À peine arrivé à Kinshasa, le nouveau chef de la MONUSCO, James Swan, a placé son mandat sous le signe de la protection des civils et de la recherche d’une paix durable. Face à une situation sécuritaire et humanitaire jugée préoccupante dans l’Est de la RDC, le diplomate onusien a insisté sur la nécessité du dialogue et de l’engagement régional, tout en réaffirmant le soutien des Nations unies aux institutions congolaises.
Le nouveau Représentant spécial du Secrétaire général des Nations unies en République démocratique du Congo et chef de la Mission de l’Organisation des Nations unies pour la stabilisation en RDC (MONUSCO), James Swan, a officiellement pris ses fonctions sur le sol congolais. Arrivé mardi 7 avril 2026 à Kinshasa via l’aéroport international de N’Djili, le diplomate américain a livré ses premières orientations, marquées par un appel à la solidarité et à l’apaisement.
Dès sa première prise de parole devant la presse, James Swan a tenu à situer le contexte de sa mission, caractérisé par une situation sécuritaire et humanitaire toujours préoccupante dans l’Est du pays. « J’arrive avec un message de solidarité à l’endroit du peuple congolais, alors que la situation sécuritaire et humanitaire dans l’Est de la RDC demeure profondément préoccupante et que les civils continuent de payer le plus lourd tribut », a-t-il déclaré.
Face à cette réalité, le nouveau chef de la MONUSCO a affirmé que la priorité de son mandat sera la mise en œuvre effective des missions assignées par le Conseil de sécurité des Nations unies, notamment la protection des civils, l’appui aux efforts de désescalade et la consolidation des conditions d’une paix durable.
Dans un discours, James Swan a insisté sur la nécessité d’une approche globale pour résoudre la crise à l’Est de la RDC. « Les progrès nécessiteront le dialogue, l’engagement régional et la mise en œuvre des engagements déjà pris. La protection des civils restera au cœur de l’action de la MONUSCO », a-t-il souligné, écartant ainsi l’idée d’une solution strictement militaire.
Cette position s’inscrit dans la continuité des orientations stratégiques des Nations unies, qui privilégient une approche combinant action sécuritaire, diplomatie régionale et appui institutionnel.

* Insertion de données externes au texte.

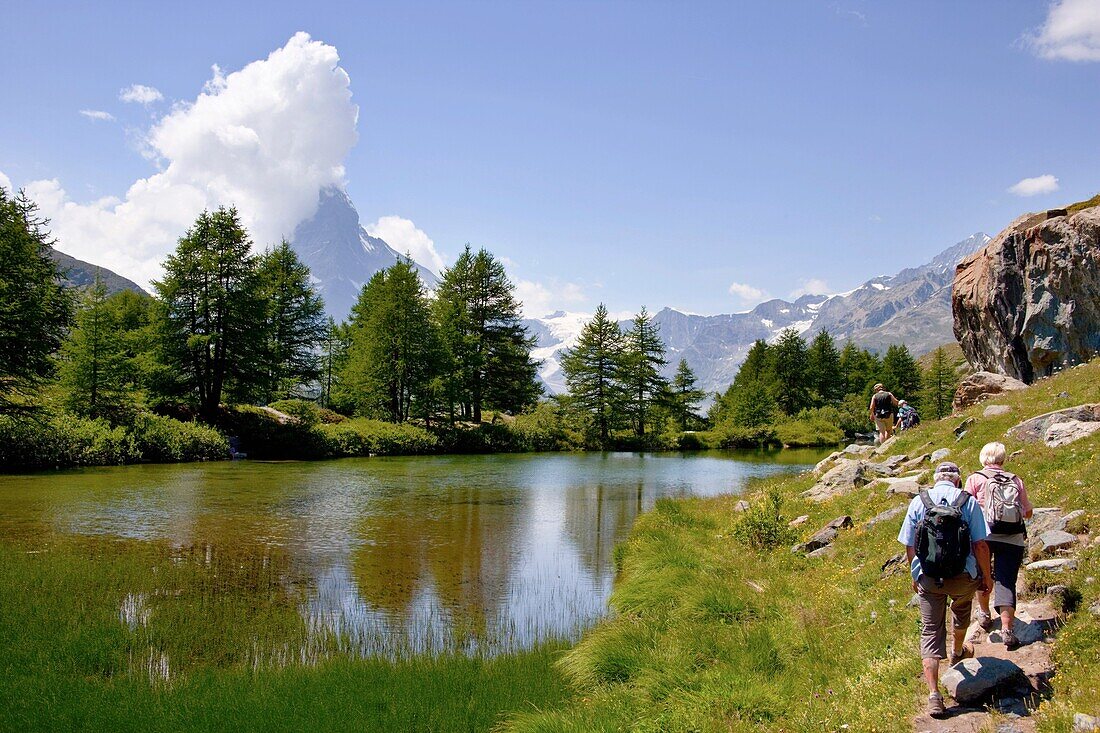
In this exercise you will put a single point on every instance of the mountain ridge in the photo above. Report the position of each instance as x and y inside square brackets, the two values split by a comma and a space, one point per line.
[911, 307]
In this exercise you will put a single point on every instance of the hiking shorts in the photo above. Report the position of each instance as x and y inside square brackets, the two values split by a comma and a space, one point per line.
[934, 600]
[1007, 559]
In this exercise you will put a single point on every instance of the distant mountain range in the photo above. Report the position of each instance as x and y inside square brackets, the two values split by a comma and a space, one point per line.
[340, 254]
[79, 273]
[912, 307]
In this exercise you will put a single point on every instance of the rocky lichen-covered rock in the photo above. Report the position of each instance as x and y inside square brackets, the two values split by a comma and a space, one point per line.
[972, 679]
[1029, 302]
[1040, 427]
[982, 385]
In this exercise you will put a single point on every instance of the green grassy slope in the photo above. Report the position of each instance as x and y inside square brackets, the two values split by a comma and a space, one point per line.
[712, 635]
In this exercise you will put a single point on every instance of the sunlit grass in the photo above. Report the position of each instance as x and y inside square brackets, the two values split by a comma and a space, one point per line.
[712, 635]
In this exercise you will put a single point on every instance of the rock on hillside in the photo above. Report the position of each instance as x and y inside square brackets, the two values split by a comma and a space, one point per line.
[79, 273]
[1030, 301]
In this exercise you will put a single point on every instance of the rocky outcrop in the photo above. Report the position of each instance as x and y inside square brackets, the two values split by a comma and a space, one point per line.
[1059, 427]
[982, 385]
[1029, 302]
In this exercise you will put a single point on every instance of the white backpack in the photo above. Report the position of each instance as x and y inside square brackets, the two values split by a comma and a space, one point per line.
[1003, 511]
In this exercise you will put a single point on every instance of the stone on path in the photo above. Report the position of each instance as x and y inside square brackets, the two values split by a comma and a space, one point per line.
[1037, 428]
[1063, 434]
[939, 455]
[1054, 540]
[886, 515]
[982, 385]
[972, 679]
[846, 476]
[1085, 723]
[1053, 566]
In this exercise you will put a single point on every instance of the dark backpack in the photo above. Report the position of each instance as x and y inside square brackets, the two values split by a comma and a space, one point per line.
[943, 537]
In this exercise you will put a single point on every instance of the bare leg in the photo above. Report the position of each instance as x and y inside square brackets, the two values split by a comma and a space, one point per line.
[931, 674]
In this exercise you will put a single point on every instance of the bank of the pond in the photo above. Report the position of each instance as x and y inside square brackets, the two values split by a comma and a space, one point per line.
[70, 659]
[712, 633]
[56, 439]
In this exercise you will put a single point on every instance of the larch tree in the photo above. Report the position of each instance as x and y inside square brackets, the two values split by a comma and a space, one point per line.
[96, 370]
[640, 370]
[210, 312]
[35, 308]
[295, 325]
[592, 372]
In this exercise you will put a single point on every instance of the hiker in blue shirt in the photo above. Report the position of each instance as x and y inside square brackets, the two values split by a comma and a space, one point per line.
[934, 592]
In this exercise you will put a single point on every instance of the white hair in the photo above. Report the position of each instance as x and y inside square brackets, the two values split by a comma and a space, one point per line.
[993, 453]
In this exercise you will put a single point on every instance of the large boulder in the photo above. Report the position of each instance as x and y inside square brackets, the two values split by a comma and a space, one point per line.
[847, 474]
[1029, 302]
[976, 678]
[982, 385]
[1040, 428]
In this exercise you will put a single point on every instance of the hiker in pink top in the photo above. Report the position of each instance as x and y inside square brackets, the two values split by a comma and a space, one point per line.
[1004, 502]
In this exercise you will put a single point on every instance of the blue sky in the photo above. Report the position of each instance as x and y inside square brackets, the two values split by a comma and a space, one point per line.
[639, 153]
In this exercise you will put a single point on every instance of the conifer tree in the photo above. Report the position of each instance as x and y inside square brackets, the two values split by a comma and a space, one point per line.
[34, 307]
[592, 372]
[791, 359]
[823, 370]
[684, 395]
[939, 384]
[295, 324]
[96, 371]
[640, 370]
[900, 373]
[482, 331]
[210, 310]
[394, 352]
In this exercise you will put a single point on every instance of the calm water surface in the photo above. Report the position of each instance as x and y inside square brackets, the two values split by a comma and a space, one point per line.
[396, 555]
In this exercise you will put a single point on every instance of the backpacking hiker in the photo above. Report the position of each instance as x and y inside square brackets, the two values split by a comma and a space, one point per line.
[881, 412]
[944, 534]
[908, 416]
[1004, 502]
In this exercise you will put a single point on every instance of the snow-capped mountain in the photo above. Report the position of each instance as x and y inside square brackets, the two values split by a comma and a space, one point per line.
[912, 307]
[340, 254]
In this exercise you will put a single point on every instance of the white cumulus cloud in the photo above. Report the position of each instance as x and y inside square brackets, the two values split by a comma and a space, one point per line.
[810, 286]
[140, 94]
[747, 295]
[98, 115]
[1044, 184]
[1071, 32]
[264, 139]
[406, 238]
[540, 299]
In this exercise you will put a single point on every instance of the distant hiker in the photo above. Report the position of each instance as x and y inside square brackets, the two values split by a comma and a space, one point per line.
[944, 534]
[1004, 502]
[908, 416]
[881, 411]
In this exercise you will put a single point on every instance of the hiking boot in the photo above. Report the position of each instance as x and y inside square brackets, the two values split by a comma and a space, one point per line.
[965, 653]
[936, 708]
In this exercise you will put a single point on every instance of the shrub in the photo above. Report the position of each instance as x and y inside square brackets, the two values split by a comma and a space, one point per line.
[165, 439]
[62, 440]
[263, 436]
[366, 437]
[762, 525]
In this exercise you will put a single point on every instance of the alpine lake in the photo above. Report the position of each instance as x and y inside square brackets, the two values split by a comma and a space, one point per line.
[266, 565]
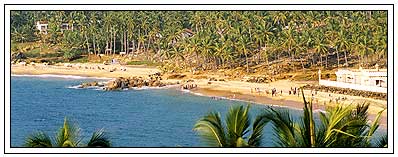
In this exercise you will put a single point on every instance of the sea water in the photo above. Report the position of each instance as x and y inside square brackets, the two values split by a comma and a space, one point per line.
[132, 118]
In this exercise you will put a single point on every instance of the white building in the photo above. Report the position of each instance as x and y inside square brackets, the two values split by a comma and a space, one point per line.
[374, 80]
[42, 26]
[370, 77]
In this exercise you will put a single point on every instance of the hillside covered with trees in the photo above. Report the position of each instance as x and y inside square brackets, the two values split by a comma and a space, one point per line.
[213, 39]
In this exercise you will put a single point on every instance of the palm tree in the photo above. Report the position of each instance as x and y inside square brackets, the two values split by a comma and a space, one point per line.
[67, 136]
[234, 132]
[338, 127]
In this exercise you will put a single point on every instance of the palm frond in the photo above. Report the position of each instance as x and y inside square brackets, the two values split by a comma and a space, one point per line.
[99, 139]
[283, 126]
[68, 135]
[255, 138]
[39, 139]
[237, 121]
[211, 130]
[307, 125]
[381, 142]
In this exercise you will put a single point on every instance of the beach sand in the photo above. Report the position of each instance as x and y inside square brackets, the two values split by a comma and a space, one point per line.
[85, 69]
[233, 89]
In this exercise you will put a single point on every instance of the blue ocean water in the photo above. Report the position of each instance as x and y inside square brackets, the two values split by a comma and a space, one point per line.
[133, 118]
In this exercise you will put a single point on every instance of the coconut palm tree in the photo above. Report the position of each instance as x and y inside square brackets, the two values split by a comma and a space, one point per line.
[338, 127]
[67, 136]
[234, 132]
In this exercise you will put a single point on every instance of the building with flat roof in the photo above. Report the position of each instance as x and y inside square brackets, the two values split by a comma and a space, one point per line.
[374, 80]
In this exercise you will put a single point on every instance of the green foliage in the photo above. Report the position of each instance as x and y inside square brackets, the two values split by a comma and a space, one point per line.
[71, 54]
[148, 63]
[235, 131]
[212, 39]
[67, 136]
[338, 127]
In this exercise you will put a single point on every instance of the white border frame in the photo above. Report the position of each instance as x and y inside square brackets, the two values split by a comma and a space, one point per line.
[198, 7]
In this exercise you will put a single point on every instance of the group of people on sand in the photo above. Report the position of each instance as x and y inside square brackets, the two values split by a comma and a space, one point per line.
[274, 91]
[294, 91]
[189, 86]
[95, 67]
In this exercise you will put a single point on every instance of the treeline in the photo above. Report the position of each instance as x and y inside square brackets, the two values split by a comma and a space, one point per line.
[216, 39]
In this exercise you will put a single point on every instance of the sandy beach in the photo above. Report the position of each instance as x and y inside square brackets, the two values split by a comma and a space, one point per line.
[234, 89]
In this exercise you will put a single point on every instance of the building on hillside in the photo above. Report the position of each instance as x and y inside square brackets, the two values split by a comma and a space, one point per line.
[42, 26]
[66, 26]
[370, 77]
[374, 80]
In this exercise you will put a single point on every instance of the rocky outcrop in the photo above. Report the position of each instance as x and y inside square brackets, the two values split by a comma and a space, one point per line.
[347, 91]
[123, 83]
[17, 57]
[90, 84]
[259, 79]
[119, 83]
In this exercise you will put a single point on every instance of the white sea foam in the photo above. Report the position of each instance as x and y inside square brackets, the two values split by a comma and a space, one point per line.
[75, 87]
[60, 76]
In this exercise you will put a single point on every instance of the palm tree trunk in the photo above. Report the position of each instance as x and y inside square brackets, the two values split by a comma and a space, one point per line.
[88, 45]
[321, 60]
[247, 63]
[338, 59]
[95, 53]
[114, 43]
[345, 56]
[326, 64]
[302, 64]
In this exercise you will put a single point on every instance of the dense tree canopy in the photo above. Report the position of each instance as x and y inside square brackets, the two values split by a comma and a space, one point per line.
[213, 39]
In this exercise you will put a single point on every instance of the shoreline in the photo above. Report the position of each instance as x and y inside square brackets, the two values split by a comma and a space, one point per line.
[233, 90]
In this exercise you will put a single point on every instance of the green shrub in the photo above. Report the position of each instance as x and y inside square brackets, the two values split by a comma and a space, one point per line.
[71, 54]
[148, 63]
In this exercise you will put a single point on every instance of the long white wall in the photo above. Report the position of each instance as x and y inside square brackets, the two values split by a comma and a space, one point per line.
[353, 86]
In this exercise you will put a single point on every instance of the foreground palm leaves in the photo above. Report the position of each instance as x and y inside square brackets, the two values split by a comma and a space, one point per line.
[67, 136]
[234, 133]
[338, 127]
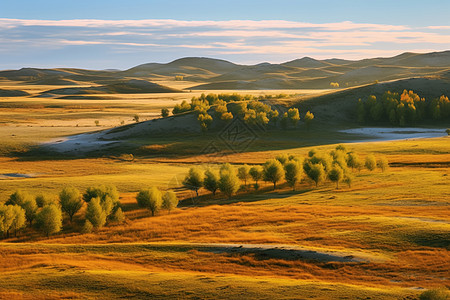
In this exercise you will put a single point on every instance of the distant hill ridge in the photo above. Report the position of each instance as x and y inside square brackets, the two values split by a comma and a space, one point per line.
[211, 73]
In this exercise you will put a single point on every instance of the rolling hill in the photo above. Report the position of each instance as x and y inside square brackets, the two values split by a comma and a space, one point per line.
[209, 73]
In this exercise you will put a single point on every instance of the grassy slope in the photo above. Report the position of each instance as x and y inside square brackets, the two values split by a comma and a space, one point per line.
[399, 218]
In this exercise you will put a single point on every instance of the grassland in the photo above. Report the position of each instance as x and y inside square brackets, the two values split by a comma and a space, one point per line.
[388, 234]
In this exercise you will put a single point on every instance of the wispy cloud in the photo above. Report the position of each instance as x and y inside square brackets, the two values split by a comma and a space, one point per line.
[241, 40]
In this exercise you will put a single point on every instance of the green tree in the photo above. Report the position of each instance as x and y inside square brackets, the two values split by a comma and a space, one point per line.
[70, 200]
[383, 163]
[336, 174]
[169, 201]
[193, 180]
[228, 181]
[42, 200]
[19, 197]
[316, 172]
[273, 171]
[370, 162]
[30, 208]
[164, 112]
[211, 181]
[118, 216]
[19, 219]
[309, 116]
[257, 173]
[7, 216]
[151, 199]
[294, 116]
[293, 173]
[243, 173]
[49, 219]
[95, 213]
[353, 161]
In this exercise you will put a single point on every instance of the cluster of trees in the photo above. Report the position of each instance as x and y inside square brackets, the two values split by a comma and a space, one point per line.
[248, 108]
[154, 200]
[46, 213]
[335, 166]
[402, 109]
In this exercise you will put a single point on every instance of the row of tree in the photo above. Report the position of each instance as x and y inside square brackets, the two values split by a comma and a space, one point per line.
[46, 214]
[247, 107]
[402, 109]
[317, 167]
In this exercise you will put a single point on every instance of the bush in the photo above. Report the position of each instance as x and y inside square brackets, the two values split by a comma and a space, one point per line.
[169, 201]
[118, 216]
[228, 182]
[70, 199]
[370, 163]
[95, 213]
[150, 199]
[273, 171]
[87, 227]
[49, 219]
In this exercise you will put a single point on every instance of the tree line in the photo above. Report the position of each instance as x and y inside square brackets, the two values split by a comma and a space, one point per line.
[403, 109]
[245, 107]
[22, 209]
[337, 166]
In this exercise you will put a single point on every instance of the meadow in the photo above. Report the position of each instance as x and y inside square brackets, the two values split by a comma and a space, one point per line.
[385, 237]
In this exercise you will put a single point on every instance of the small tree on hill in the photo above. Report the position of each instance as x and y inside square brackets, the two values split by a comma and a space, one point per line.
[95, 213]
[316, 172]
[211, 181]
[293, 173]
[193, 180]
[370, 162]
[49, 219]
[273, 171]
[228, 182]
[169, 201]
[336, 174]
[70, 199]
[150, 199]
[353, 161]
[243, 173]
[294, 116]
[309, 116]
[257, 174]
[383, 163]
[19, 218]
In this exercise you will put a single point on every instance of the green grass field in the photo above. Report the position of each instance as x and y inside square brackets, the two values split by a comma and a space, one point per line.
[387, 235]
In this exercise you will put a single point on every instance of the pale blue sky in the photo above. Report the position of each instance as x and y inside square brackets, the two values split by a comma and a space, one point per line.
[349, 29]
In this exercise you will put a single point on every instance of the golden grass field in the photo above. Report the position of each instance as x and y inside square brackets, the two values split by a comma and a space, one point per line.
[392, 229]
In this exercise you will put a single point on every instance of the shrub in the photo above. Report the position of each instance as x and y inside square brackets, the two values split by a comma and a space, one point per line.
[211, 181]
[70, 199]
[150, 199]
[169, 201]
[293, 173]
[49, 219]
[370, 163]
[118, 216]
[273, 171]
[228, 182]
[87, 227]
[336, 174]
[244, 173]
[383, 163]
[257, 174]
[193, 180]
[95, 213]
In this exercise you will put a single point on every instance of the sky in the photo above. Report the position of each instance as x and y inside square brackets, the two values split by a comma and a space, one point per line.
[118, 34]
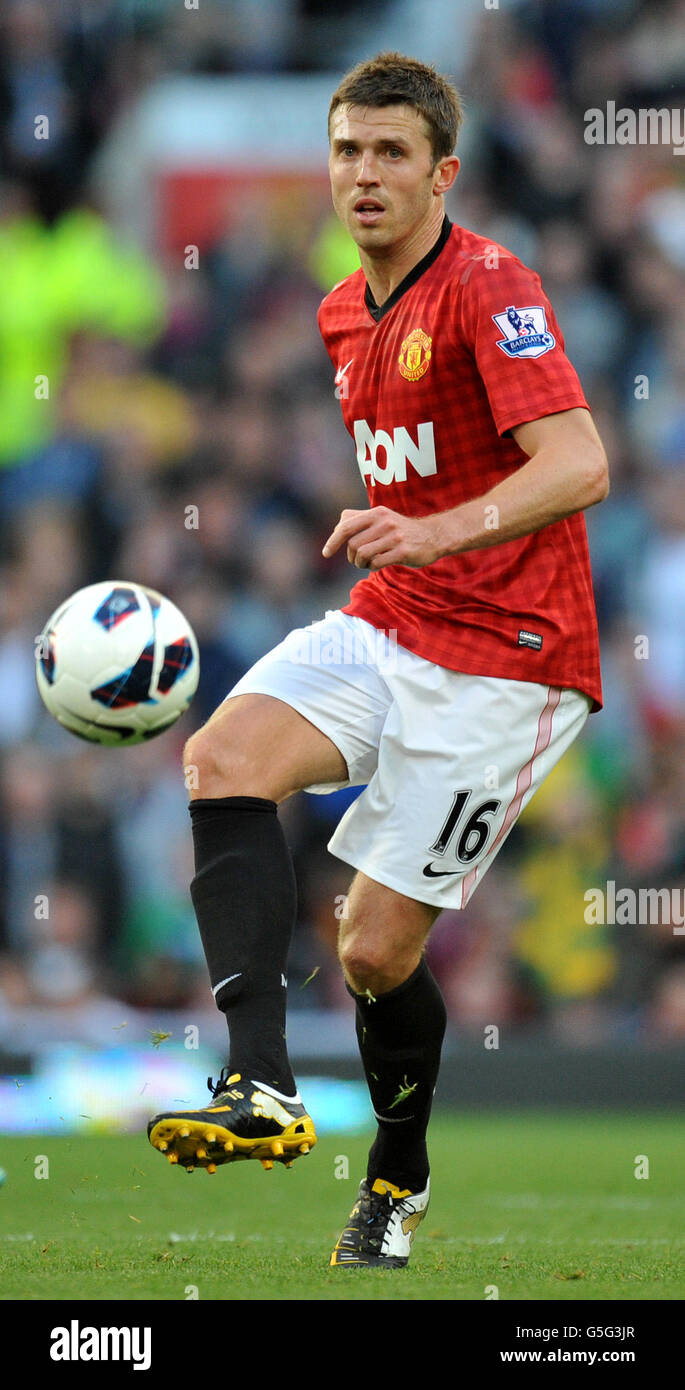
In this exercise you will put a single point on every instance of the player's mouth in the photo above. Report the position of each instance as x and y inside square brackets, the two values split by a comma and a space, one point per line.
[368, 210]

Le diplomate a, à cet effet, réaffirmé l’engagement des Nations unies à accompagner la RDC, dans le respect de sa souveraineté. « Les Nations unies se tiennent aux côtés du peuple congolais et des institutions de la RDC, dans le plein respect de la souveraineté nationale », a-t-il précisé.
James Swan a également mis en avant l’importance d’une collaboration étroite avec les autorités congolaises et les communautés locales, condition essentielle pour garantir l’efficacité de l’action de la MONUSCO sur le terrain. Il a exprimé son « profond respect pour la RDC et son peuple », tout en se disant déterminé à contribuer activement aux efforts de stabilisation.
Son arrivée intervient dans un contexte marqué par la poursuite des violences dans l’Est du pays, où les populations civiles continuent de subir les conséquences des affrontements armés et des déplacements massifs. La mission onusienne est ainsi attendue sur des résultats concrets, notamment en matière de protection des populations et de soutien aux initiatives de paix.
Le mandat de la MONUSCO a récemment été renouvelé par la résolution 2808 du Conseil de sécurité des Nations unies, adoptée en décembre 2025. Ce texte prolonge la présence de la mission jusqu’au 20 décembre 2026, tout en redéfinissant ses priorités en fonction de l’évolution de la situation sécuritaire.